Is alert when others speak of women.
“Can I assume, being a man, that you were also wronged by a lady?”
He lifts his head, almost in accusation. To be perfectly frank, I cannot imagine a woman loving him, though his features are regular and he has a trusting, open demeanor. There is simply no fire in him, and if men do not present a little danger in the dance between the sexes, then what’s the good of them? The craftier I’ve been, the more girls have offered their favors; they, like us, merely request some adventure in their lives. Cat, for all his murdering, exhibits a meekness that only a sainted woman could endure. But he did several nights ago mention a wife. Perhaps he once had some wealth and she married him out of greed and pity, and the moment a soldier rode through town, she hopped his horse and bade farewell.
“Bless them all,” he says and, closing his eyes emphatically, turns away.
I try not to record speculations in my notebook—only observations and fact—but I hope one day some other man will tell the stories.
I have tethered him close tonight, calculating the distance between a fully stretched rope and my own blanket so that they are separated by no more than two feet.
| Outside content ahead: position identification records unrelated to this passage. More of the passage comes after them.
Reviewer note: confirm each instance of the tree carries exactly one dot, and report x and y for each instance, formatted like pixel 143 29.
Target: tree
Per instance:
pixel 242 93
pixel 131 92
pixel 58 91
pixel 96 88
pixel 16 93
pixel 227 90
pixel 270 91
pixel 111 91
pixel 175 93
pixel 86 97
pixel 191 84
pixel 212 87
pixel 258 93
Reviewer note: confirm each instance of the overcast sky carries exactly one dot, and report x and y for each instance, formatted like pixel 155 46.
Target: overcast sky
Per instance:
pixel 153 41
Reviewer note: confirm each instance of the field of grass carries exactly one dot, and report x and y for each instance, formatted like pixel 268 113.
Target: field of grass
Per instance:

This is a trial to determine whether, given the opportunity, the white man will gravitate toward any other sleeping body, even that of his captor. As I prepare for sleep, Cat at a distance by his anchoring shrub, I crowd my mind with questions and concerns so as to ensure a shallow rest. I think of the citations I will need to prop up my writing, of the overdue missive to my wife and what this one should say, of curiosity itself and whether it is fundamentally noble, repre
senting as it does man’s taste for knowledge beyond his sphere, or whether it undermines the simplicity of daily life and breeds displeasure. With these clunky gears in motion, my mind is too unsettled to fully abandon me, and every half hour or so my eyes flick open to gauge the placement of my prisoner. Mostly he is awake, of course, lying on his back and scanning the heavens, but close to dawn I feel a new warmth, and there he is, finally asleep, coiled like a crawfish at the farthest stretch of his rope, two feet from me. The poor fellow is an unwitting magnet. At this proximity I feel new concern for his comfort—is he warm enough without a heavier coat? Are those lice causing the scabs around his hairline? So this is what the black man must have felt, this dependency that turns the heart. But any repeatable experiment only verifies a biological trend; there is nothing personal or mystic about a man’s desire for closeness.